Si de casualidad, gracias a unas copitas de más, a un descuido, o a un exceso de confianza, Zalazar cometía la imprudencia de revelarnos una parte de sus planes, no habría muchas personas en las que recaería la sospecha si esa información saliera a la luz en los medios informativos. Este vagón era una perfecta ratonera. Y Daniel y yo teníamos que jugar nuestras cartas con cuidado si no queríamos ser los próximos cadáveres tirados en el pasillo.

                                 ***

—Hay aproximadamente un millón de renos aquí en Alaska, lo cual no es un número para nada despreciable…

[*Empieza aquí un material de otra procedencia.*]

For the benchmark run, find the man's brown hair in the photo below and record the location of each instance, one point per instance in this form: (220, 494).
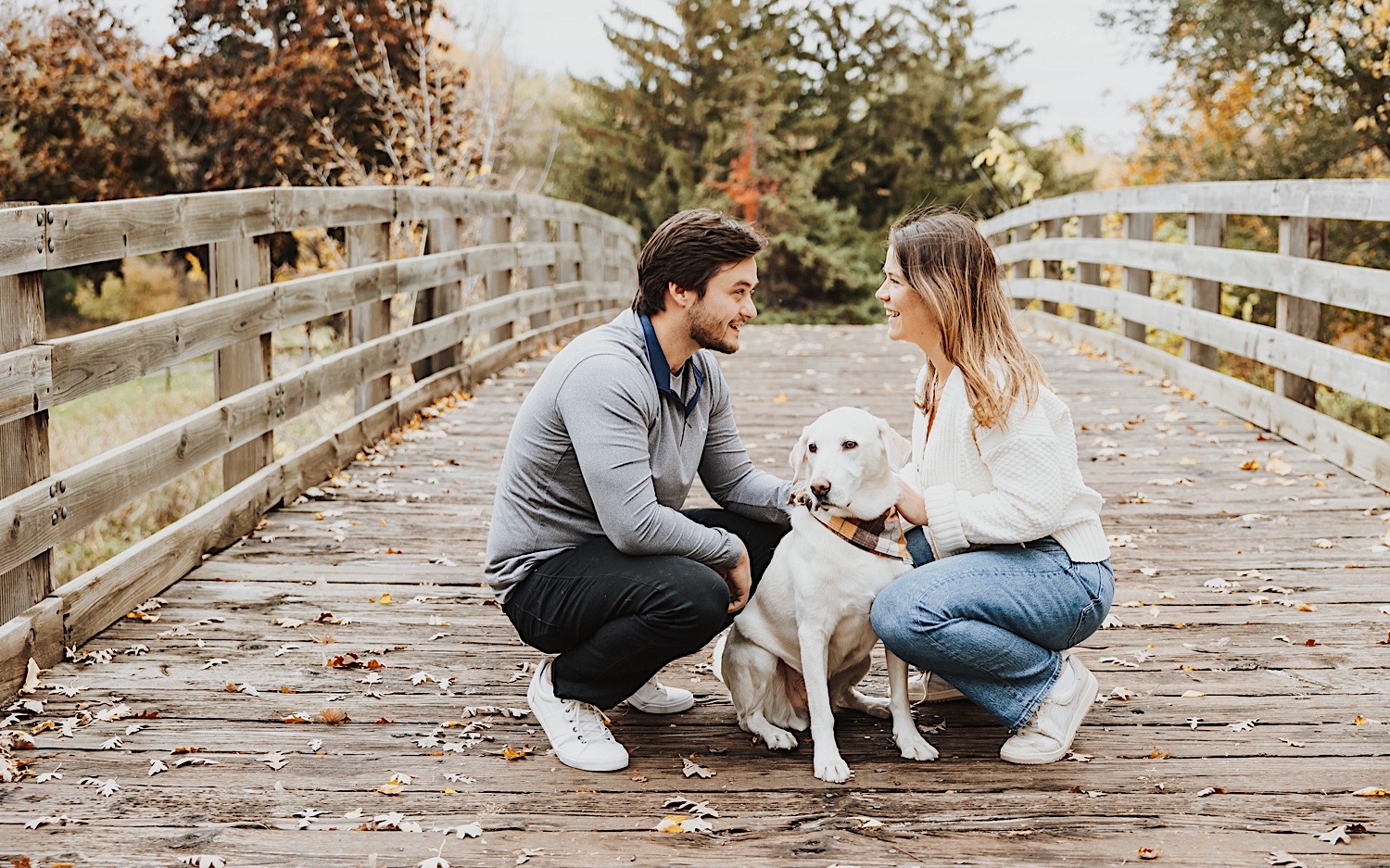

Apenas escuchaba las palabras del guía porque estaba obnubilada por la espléndida visión de un desfile de renos a solo unos metros del autobús de excursión. La primera parada del tren había sido el parque Denali, una de las mayores reservas naturales de Estados Unidos, y un paraíso lleno de vida en su más puro estado salvaje.

La experiencia real más parecida a esta fue la que tuve en el Zoológico Nacional de mi país: En aquella ocasión, se había cortado la luz en todo el recinto, y las compuertas, que solo funcionaban con electricidad, nos dejaron atrapados en el foso de los leones. Una historia para contar a mis hijos y a mis nietos.  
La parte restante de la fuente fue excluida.